‘The greatest movie never made’

Steven Spielber
Stanley Kubrick’s legendary ‘Napoleon’ is up there with Orson Welles’ ‘Heart Of Darkness’ and David Cronenberg’s version of ‘Return Of The Jedi’ in the pantheon of amazing movies that were never made – yours to buy on DVD in a parallel universe.Except that ‘Napoleon’ could now belatedly see the light of day, more than 40 years after Kubrick first wrote the script.
Steven Spielberg told a French TV show that he’s planning to take the script and turn it into a TV show.
“I’ve been developing Stanley Kubrick’s screenplay – for a miniseries not for a motion picture – about the life of Napoleon. Kubrick wrote the script in 1961, a long time ago,” he said.
There’s certainly a lot of material for Spielberg to flesh out a series. The ‘Napoleon’ script itself (check it out here) is an epic that would’ve made a three hour movie, according to Kubrick’s own notes, and has been pored over by scholars and film students for years.
The legendary director famously put years of research into the project after he finished his masterpiece ‘2001: A Space Odyssey’. As was revealed in 2011 when the enormous (and expensive) ‘Stanley Kubrick’s Napoleon: The Greatest Movie Never Made’ coffee table book was released, which contained just a sample of the maestro’s research.
It includes photos taken by the researcher employed full-time by Kubrick to literally follow in Napoleon’s footsteps by visiting areas the emperor visited. He even collected samples of earth from Waterloo so the field would be the right colour on screen.
There’s also cards from the exhaustive colour-coded catalogue created by Kubrick to establish what Napoleon, and all the members of his inner circle, were up to on any particular day.
He grilled Oxford historian Felix Markum on the most minute and utterly mundane minutiae of Napoleon’s life. Such as: ‘Where did his secretaries sit during his military campaigns?’ Or ‘who proof-read his letters?’
Perhaps most obsessive of all, Kubrick collected real nails from the horseshoes that famously doomed his cavalry in the Russian winter.

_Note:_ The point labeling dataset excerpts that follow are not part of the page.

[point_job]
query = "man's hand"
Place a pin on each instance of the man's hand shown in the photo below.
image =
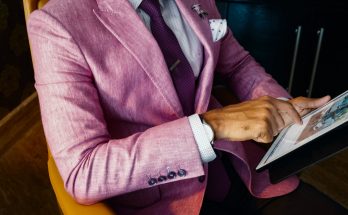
(260, 119)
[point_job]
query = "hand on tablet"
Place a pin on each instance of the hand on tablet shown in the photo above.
(304, 105)
(257, 119)
(260, 119)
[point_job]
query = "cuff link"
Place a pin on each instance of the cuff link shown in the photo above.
(208, 130)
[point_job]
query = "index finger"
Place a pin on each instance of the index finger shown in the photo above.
(289, 109)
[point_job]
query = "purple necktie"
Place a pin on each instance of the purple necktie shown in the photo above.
(180, 69)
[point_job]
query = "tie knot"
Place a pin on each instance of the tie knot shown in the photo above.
(151, 7)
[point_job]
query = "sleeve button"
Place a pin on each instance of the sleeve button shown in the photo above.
(182, 172)
(162, 178)
(171, 175)
(152, 181)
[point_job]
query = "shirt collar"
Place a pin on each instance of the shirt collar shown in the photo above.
(136, 3)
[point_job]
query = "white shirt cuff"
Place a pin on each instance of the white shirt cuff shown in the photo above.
(204, 146)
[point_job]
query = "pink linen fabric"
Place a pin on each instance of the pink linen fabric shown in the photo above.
(111, 115)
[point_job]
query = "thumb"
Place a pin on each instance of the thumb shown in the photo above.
(315, 102)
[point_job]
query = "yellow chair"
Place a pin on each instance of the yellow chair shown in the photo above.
(67, 204)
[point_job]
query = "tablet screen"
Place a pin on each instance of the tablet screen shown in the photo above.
(315, 124)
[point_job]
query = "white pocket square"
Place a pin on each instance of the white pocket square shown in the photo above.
(218, 28)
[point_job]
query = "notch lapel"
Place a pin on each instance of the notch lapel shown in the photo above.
(120, 18)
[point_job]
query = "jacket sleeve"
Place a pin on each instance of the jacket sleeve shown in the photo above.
(93, 165)
(245, 76)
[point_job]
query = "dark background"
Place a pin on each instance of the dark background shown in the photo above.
(16, 72)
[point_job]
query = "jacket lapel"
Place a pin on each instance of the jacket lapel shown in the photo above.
(202, 29)
(123, 22)
(116, 15)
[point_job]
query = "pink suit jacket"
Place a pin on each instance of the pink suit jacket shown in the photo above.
(111, 115)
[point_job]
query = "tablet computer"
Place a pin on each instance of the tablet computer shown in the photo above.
(292, 144)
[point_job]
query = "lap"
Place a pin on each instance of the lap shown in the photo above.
(304, 200)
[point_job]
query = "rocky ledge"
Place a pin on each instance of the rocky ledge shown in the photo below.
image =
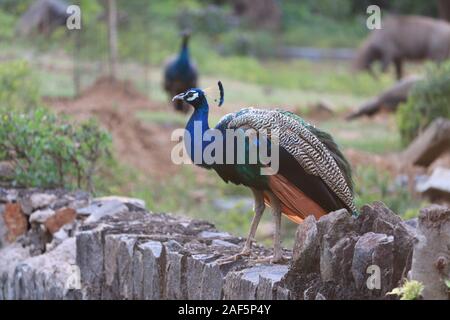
(59, 245)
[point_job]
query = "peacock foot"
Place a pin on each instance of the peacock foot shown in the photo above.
(275, 259)
(244, 253)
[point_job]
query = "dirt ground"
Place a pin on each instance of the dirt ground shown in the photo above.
(147, 147)
(114, 103)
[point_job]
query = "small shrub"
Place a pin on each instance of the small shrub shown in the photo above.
(48, 151)
(18, 88)
(410, 290)
(429, 100)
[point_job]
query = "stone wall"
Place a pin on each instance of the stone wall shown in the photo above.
(113, 248)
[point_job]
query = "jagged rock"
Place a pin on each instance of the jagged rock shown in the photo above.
(99, 209)
(41, 200)
(153, 265)
(90, 260)
(437, 186)
(3, 229)
(373, 249)
(52, 275)
(347, 247)
(336, 261)
(40, 216)
(138, 203)
(380, 219)
(15, 221)
(306, 254)
(431, 258)
(336, 225)
(244, 284)
(59, 219)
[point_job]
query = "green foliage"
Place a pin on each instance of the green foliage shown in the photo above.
(410, 290)
(7, 23)
(373, 185)
(18, 87)
(48, 151)
(429, 100)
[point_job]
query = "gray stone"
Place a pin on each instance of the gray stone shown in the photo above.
(125, 266)
(138, 203)
(138, 275)
(306, 248)
(243, 285)
(175, 280)
(223, 243)
(373, 249)
(100, 209)
(153, 262)
(3, 229)
(40, 216)
(212, 282)
(336, 261)
(41, 200)
(90, 258)
(336, 225)
(431, 257)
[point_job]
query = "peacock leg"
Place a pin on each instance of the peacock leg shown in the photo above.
(259, 208)
(276, 211)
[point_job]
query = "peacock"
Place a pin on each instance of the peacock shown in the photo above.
(313, 176)
(180, 74)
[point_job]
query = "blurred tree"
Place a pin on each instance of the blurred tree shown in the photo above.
(444, 9)
(112, 37)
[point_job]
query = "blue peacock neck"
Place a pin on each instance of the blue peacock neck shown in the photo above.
(183, 58)
(196, 128)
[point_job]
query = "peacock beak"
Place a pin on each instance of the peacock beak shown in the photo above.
(179, 96)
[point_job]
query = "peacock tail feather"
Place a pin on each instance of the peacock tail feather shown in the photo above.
(313, 149)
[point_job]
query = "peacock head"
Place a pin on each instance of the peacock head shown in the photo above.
(197, 97)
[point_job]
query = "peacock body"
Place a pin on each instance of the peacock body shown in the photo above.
(313, 176)
(180, 74)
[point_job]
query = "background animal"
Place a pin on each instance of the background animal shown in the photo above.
(389, 99)
(180, 74)
(404, 38)
(313, 178)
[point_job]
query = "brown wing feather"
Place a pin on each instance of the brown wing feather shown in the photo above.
(294, 203)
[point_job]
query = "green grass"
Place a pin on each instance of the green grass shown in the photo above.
(369, 136)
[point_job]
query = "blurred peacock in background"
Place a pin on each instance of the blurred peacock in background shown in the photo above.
(313, 178)
(180, 74)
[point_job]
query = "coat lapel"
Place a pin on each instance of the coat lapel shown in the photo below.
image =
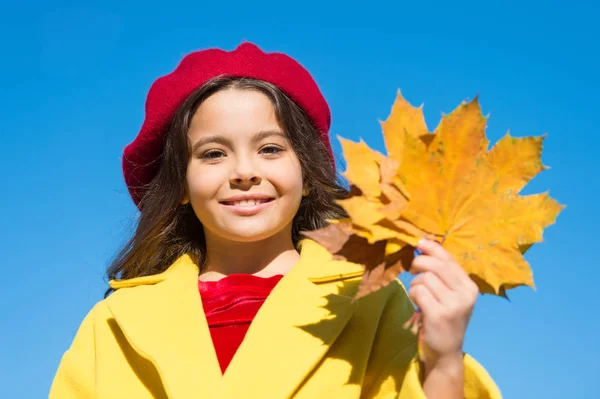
(165, 323)
(293, 330)
(163, 320)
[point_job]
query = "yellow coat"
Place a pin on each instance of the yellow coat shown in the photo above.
(150, 339)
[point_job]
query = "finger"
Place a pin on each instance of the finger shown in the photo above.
(440, 291)
(425, 263)
(425, 301)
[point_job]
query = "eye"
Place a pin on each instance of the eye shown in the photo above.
(213, 155)
(271, 150)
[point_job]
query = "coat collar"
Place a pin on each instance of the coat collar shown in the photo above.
(163, 320)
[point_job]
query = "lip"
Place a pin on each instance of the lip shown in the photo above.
(247, 210)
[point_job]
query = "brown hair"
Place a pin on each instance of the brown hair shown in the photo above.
(167, 230)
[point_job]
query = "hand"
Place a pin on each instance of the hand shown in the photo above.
(446, 296)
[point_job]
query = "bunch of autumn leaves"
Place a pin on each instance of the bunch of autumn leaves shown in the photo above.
(445, 185)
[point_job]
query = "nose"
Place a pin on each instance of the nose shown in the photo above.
(245, 173)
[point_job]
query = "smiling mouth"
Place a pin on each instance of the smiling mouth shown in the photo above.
(247, 202)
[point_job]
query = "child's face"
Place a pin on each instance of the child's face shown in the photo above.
(244, 180)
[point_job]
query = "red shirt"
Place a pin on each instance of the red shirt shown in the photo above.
(230, 305)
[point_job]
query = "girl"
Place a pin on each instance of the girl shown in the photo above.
(218, 296)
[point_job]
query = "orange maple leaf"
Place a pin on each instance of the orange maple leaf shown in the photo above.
(468, 196)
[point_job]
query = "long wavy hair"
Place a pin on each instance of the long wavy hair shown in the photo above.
(166, 229)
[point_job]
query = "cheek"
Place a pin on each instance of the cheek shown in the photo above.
(201, 184)
(288, 180)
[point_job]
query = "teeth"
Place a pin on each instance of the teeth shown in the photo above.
(250, 202)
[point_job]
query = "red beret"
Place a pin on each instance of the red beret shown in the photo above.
(167, 93)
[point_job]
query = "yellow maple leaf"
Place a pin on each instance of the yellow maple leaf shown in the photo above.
(468, 196)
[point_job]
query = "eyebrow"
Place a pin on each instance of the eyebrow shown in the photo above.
(218, 139)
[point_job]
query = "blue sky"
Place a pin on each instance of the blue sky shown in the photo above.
(74, 78)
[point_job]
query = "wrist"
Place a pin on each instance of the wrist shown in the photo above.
(450, 365)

According to his brother-in-law Jan Harlan, he’d collected more material for ‘Napoleon’ than any of his finished films.
Besides the historical research, we also know bits and pieces about what the film might have looked like if it’d ever been made. Kubrick was keen on David Hemmings (‘Blow Up’) for the lead role, but also considered ‘Jules And Jim’ star Oskar Werner, Bilbo Baggins actor Ian Holm and even a young Jack Nicholson.
He tried to tempt Audrey Hepburn to play Napoleon’s great love Josephine, though she turned him down, and was mulling Alec Guinness, Paul Belmondo and Peter O’Toole for the supporting cast. As he wrote in his script notes though, he was not keen on using “over-priced movie stars’.

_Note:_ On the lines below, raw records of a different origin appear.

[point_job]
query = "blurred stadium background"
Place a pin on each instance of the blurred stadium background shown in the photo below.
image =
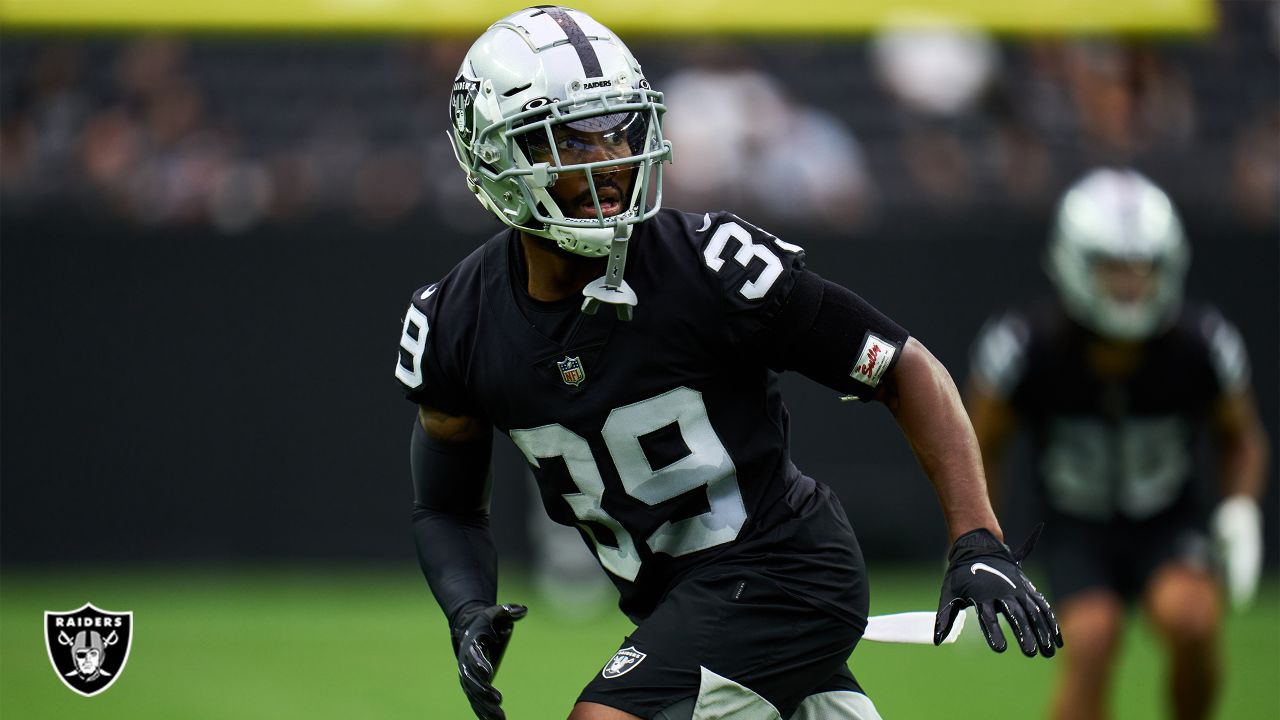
(211, 215)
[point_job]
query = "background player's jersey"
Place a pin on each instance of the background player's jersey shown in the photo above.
(1112, 447)
(663, 438)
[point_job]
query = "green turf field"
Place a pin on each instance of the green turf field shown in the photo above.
(371, 645)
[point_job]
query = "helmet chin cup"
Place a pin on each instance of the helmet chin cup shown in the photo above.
(611, 288)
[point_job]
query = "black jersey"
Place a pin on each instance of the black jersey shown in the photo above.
(663, 438)
(1121, 447)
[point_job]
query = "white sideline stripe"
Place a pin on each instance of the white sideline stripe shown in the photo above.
(914, 628)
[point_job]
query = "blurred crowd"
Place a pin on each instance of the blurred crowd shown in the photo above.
(236, 132)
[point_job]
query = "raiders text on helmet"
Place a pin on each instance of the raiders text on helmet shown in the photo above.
(536, 71)
(1118, 215)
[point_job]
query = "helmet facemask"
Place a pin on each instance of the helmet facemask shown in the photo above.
(586, 171)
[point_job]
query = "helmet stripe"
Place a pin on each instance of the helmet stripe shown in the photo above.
(577, 39)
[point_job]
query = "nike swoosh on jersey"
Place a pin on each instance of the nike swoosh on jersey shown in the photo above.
(977, 566)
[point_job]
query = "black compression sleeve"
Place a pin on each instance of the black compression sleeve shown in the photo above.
(451, 520)
(823, 332)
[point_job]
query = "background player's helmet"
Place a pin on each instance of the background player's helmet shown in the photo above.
(530, 72)
(1118, 215)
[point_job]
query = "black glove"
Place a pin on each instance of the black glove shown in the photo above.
(480, 639)
(984, 573)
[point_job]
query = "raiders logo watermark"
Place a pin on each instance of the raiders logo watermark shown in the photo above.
(571, 370)
(622, 662)
(88, 647)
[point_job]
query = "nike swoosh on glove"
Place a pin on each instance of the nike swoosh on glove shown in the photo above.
(986, 574)
(480, 639)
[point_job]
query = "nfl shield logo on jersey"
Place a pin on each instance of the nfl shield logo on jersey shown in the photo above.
(622, 662)
(88, 647)
(571, 370)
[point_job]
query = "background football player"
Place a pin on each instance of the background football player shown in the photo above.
(630, 351)
(1116, 381)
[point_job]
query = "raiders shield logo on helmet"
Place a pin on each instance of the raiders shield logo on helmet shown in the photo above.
(571, 370)
(461, 103)
(622, 662)
(88, 647)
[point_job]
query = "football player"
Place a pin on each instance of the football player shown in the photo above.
(1116, 381)
(630, 352)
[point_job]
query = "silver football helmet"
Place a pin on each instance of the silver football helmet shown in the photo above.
(529, 91)
(1118, 217)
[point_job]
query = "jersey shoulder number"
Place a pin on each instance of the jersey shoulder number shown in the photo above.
(749, 261)
(408, 367)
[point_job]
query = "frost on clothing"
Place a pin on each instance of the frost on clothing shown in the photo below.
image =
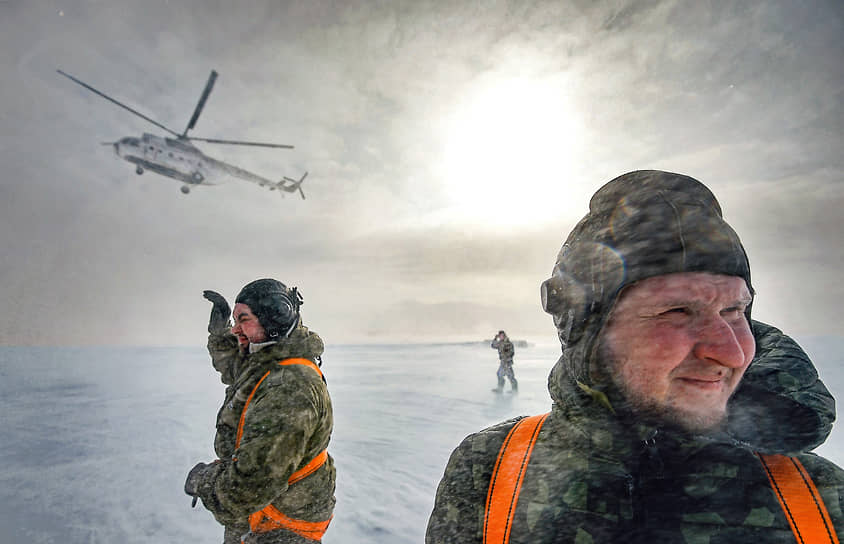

The enormous battle scenes would’ve dwarfed even those in the director’s own ‘Spartacus’, as Kubrick had done a deal with the Romanian government to use 40,000 troops and 10,000 cavalry as extras.
He wanted the huge battles to play like “a vast, lethal ballet’.
The story, which was partially structured around Napoleon’s own writings, began and ended with the Emperor as a young boy. It opens with the four-year-old Napoleon, sucking his thumb, holding a teddy bear and listening to mother Letizia tell him a bedtime story. It would end with a silent shot of his much-older mother in the same room.
According to the script: “The camera moves slowly away from Letizia, to an open portmanteau. It is filled with very old children’s things – faded toys, torn picture books, wooden soldiers and the teddy bear Napoleon slept with as a child.”
Kubrick himself wasn’t keen on the ending, which sounds uncharacteristically sentimental on the page. “A bit like Rosebud”, he said, referring to the central mystery in ‘Citizen Kane’. Nonetheless, it perhaps reminds us that Napoleon was human, that he saw the manpower and resources of France as his own, personal toy box.
Kubrick said of Napoleon: “I won’t claim that he is most honourable man in history… just the most interesting.” His feelings about emperor were a mixture of “admiration, incomprehension, disappointment, even disgust”.
Sadly for film fans, all of Kubrick’s planning and research was for naught. At the same time as he was trying to sell the hugely expensive project to studios MGM and United Artists, the Dino de Laurentiis epic ‘Waterloo’ – starring Rod Steiger as Napoleon – was released. It was a flop and made the studios jittery about the subject matter.
A bitterly disappointed Kubrick had to abandon ‘Napoleon’ and went on to make the considerably cheaper ‘A Clockwork Orange’ instead. Eventually, some of the research would find its way into ‘Barry Lyndon’, set 15 years before the Napoleonic wars.
While he was still working on ‘Napoleon’, Kubrick wrote a note to himself saying : “It’s impossible to tell you what I’m going do [with ‘Napoleon’], except to say that I intend to make it the best movie ever made”. No pressure, Spielberg.